Minimal Cut Sets: minimise minimal functional units that can operate in steady-state and achieve objective function. Goal: repress non-optimal production routes for desired product, P. Consider also desired modes, which must be preserved after cutting.
Next approach: CASOP. Computational Approach for Strain Optimisation Aiming at High Productivity. Considers not just knock-outs (KOs) but also overexpression. Considers not only product production rate (yield optimality), but also substrate uptake rate. Productivity is proportional to the ratio of these terms. The latter is related to the capacity of the system. Applies weighting of EFMs, reaction importance measures (in how many EFMs does a reaction participate) and reaction ranking, based on the above terms.
Applied to succinate production in E coli. KOs and overexpression candidates were ranked.
Identification of potential excess or undersupply of co-factors and small molecules. Excretion of small molecules is performed through the addition of artificial reactions and electron and energy sink reactions.
Applicable to medium-scale networks, but in most cases, the most suitable interventions lie in central metabolism (which is covered by these medium-scale networks). Implemented in CellNetAnalyzer. To be followed up by experimental work to validate intervention preditions.
Stefan Schuster, Jena: Combining pathway analysis with evolutionary game theory
Note: Lots of notes lost due to dodgy laptop...

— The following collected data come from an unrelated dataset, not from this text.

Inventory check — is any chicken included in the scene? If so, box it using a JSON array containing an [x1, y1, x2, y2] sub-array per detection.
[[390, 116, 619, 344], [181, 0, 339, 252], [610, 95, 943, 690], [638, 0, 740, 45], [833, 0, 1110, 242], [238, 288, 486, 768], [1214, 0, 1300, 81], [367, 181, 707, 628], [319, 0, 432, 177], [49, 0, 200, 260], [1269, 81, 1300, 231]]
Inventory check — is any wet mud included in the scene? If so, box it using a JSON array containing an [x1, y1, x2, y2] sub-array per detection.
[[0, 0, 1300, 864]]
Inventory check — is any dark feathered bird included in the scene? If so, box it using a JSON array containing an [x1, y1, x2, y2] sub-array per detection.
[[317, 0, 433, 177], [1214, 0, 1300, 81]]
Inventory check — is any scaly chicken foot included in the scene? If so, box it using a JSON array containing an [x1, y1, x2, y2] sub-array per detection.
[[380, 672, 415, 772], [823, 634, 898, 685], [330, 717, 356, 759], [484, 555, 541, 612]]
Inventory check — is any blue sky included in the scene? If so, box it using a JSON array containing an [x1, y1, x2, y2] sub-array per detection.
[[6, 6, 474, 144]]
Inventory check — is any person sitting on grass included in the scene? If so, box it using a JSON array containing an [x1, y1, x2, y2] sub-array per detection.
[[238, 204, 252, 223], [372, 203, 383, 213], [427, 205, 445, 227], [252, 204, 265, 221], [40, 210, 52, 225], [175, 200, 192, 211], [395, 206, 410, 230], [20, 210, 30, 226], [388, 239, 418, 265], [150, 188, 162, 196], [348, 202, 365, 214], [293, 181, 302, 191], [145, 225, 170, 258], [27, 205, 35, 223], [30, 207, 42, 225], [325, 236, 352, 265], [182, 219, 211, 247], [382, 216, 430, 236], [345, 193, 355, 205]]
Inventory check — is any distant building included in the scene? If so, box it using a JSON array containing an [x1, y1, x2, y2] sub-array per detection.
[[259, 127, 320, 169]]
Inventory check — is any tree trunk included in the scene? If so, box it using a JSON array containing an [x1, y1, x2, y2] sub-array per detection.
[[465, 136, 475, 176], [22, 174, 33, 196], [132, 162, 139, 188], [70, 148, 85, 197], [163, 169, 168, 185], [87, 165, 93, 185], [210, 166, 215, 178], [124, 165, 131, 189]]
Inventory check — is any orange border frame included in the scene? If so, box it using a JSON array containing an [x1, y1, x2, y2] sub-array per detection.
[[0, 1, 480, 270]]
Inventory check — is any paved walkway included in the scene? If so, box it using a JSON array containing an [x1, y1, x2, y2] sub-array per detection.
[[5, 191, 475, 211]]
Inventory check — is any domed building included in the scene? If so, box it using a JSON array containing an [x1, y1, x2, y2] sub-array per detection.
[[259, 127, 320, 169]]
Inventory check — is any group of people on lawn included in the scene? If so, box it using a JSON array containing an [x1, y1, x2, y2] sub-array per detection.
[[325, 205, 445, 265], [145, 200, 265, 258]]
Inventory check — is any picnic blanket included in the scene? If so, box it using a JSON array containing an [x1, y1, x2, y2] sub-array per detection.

Evolution is co-evolution, a competition that can be explained with game-theory. Players in the game attempt to optimise their position, sometimes at the expense of other players. Usage of different metabolic pathways can be considered strategies of the players, and these can be induced through mutation or epigenetic effects.
Game: assume that organisms want to maximise ATP production. Can use fermentation and respiration as strategies. FBA suggests pathways, which can be constraint with individual maximum reaction rates.
Note to self: immensely interesting. Read Stefan's papers!
Ina Koch: Automatic modularisation of biochemical networks based on elementary modes and transition invariants
Note: interesting talk on Petri Net based approaches, with note-taking unfortunately suffering from my laptop's malaise.
Karoline Faust: Predicting metabolic pathways from functionally linked genes.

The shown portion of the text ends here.